As the New York Times revealed deep in their article about the USAID freeze, a substantial number of the groups and media organizations that make up the opposition coalition in Iran are struggling after being cut off from their primary source of funding—the US government. The same goes for Ukraine, where the freeze revealed that 90 percent of media organizations in the country rely on US government grants.

So, not only has USAID been used to fund groups working to unseat governments Washington wants toppled, but also to fund the outlets spreading the Washington party line around the world.

As Dr. Paul explained in his piece, the American media relies heavily on reporting from these local US-government-funded outlets when describing developments in countries like Ukraine. This means—thanks to USAID—the US government has created a propaganda loop that gives them a lot of control over how information from around the world is understood by the American people.

USAID is invaluable to the many government officials who are constantly pushing to expand US foreign interventions to further Washington’s imperial ambitions and to indulge the foreign governments and weapons companies that spend billions on lobbying. These wars then put many of the poorest people in the vulnerable positions that USAID then sweeps in to ostensibly address. The agency does a lot to keep the racket at the heart of American foreign policy going.

And the federal government’s rackets are not limited to foreign policy. Far from it. A tremendous amount of domestic spending goes towards programs we’re told are meant to make things like healthcare, education, banking, housing, food, and childcare more affordable and accessible. But across the board, despite these programs being in place for decades, the problems keep getting worse.

Prices for these incredibly important goods and services keep shooting up. And every year, the government pours more and more money into these programs which does nothing to slow or reverse the trend. What it does do, however, is transfer billions of our tax dollars into the pockets of government officials and politically-connected businesses and NGOs.

And again, the rise in the cost of living that these programs bring about forces more people into vulnerable positions where they rely on government benefits.

Then, whenever a group within the government threatens to cut the spending that fuels these rackets, these vulnerable people, who are themselves victims of the rackets, experience the quickest, most acute, and most visible pain. The political class can then hold the very real suffering of these folks up as the reason their racket needs to continue.

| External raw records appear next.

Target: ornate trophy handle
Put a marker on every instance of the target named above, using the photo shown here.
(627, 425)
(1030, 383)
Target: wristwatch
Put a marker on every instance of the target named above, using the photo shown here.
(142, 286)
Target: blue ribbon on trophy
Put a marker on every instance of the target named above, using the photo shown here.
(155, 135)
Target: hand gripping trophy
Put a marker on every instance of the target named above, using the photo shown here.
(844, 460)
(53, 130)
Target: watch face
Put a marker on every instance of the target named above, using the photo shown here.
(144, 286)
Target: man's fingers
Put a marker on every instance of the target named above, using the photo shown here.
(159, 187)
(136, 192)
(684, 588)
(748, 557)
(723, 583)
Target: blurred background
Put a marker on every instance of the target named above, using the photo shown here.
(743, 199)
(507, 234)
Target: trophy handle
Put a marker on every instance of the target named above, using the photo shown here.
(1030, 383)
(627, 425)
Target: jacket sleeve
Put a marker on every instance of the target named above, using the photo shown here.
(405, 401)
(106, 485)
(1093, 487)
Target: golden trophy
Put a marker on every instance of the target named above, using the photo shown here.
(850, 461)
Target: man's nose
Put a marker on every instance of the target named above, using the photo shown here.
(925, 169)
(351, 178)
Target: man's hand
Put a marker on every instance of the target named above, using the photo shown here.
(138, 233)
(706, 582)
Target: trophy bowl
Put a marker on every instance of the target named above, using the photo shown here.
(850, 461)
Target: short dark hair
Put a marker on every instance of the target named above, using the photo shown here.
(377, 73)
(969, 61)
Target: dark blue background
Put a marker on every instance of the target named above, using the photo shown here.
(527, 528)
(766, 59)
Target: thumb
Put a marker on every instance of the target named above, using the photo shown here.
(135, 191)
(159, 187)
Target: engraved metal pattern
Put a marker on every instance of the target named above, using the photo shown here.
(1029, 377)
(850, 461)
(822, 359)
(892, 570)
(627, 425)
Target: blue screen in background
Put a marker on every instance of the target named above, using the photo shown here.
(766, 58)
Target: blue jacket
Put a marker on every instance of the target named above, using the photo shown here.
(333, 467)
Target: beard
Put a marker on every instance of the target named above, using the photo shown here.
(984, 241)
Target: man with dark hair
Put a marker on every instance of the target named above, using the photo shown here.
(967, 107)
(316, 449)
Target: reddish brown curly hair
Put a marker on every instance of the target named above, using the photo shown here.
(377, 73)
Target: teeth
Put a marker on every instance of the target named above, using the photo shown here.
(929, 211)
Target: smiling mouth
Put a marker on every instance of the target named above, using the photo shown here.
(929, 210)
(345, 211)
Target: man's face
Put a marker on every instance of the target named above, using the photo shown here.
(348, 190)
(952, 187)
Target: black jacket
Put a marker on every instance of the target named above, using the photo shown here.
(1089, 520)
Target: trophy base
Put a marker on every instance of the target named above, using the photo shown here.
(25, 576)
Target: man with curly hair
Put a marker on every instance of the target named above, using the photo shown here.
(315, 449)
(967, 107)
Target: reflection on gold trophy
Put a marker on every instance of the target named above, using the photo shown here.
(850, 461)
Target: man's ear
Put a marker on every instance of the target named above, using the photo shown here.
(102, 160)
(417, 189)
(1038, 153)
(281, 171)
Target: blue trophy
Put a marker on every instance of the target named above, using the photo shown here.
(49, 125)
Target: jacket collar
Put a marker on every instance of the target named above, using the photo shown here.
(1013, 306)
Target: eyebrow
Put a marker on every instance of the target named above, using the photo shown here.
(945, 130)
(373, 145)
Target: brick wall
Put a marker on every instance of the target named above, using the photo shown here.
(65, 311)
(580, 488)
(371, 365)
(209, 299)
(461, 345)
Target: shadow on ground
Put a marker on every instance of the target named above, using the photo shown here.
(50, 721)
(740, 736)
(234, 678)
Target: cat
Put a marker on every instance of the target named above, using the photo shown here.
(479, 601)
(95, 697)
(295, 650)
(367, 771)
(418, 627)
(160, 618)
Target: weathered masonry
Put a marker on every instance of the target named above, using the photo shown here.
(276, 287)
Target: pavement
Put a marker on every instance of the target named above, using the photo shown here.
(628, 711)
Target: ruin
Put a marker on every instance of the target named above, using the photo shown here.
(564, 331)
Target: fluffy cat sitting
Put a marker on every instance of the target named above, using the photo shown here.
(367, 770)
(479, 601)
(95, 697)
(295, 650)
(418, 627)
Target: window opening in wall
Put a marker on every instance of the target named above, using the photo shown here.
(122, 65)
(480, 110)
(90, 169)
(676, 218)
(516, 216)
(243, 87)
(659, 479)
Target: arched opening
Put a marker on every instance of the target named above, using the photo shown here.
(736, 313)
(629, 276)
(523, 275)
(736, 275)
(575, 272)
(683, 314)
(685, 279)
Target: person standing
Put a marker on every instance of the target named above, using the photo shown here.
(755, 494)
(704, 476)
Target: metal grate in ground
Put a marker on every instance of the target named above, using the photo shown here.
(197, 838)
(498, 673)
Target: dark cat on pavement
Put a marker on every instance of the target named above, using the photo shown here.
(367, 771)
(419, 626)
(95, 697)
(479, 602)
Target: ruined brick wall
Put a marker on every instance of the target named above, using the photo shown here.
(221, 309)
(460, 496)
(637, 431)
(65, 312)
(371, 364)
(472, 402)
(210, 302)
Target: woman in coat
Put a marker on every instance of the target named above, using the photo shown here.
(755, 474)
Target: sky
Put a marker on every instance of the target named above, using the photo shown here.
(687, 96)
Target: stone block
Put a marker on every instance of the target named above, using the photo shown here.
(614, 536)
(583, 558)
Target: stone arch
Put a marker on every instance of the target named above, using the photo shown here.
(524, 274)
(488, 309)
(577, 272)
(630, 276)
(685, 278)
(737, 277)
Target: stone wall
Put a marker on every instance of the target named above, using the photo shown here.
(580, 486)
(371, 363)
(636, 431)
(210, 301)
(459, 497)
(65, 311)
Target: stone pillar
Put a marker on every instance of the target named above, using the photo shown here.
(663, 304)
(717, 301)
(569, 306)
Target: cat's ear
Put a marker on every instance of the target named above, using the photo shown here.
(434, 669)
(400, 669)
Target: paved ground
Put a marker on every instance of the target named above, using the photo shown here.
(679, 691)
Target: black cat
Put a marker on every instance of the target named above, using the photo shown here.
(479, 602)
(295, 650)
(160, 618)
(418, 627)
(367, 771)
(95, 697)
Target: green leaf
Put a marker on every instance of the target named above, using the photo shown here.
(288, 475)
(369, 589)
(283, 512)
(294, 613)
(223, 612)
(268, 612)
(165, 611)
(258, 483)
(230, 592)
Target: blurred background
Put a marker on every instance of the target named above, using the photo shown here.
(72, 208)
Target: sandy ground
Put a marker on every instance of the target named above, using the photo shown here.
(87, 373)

They use our basic human aversion to seeing needy people suffer to keep the rigged system in place.

The needy are the economic human shields of the political establishment.

If an administration or political party is ever going to successfully address the spending and institutionalized corruption that is driving us off a cliff, they need to understand this dynamic. And then they need to turn around and make sure the American public understands it too.

And finally, those trying to cut government spending need to stop playing into the hands of their opponents in the political establishment. To use an analogy from Harry Browne, the government is breaking the legs of the most vulnerable people and then handing them a crutch. No successful effort to cut government spending can come from focusing on the crutch. It must center on and prioritize the many government policies that are worsening and even outright causing these problems in the first place.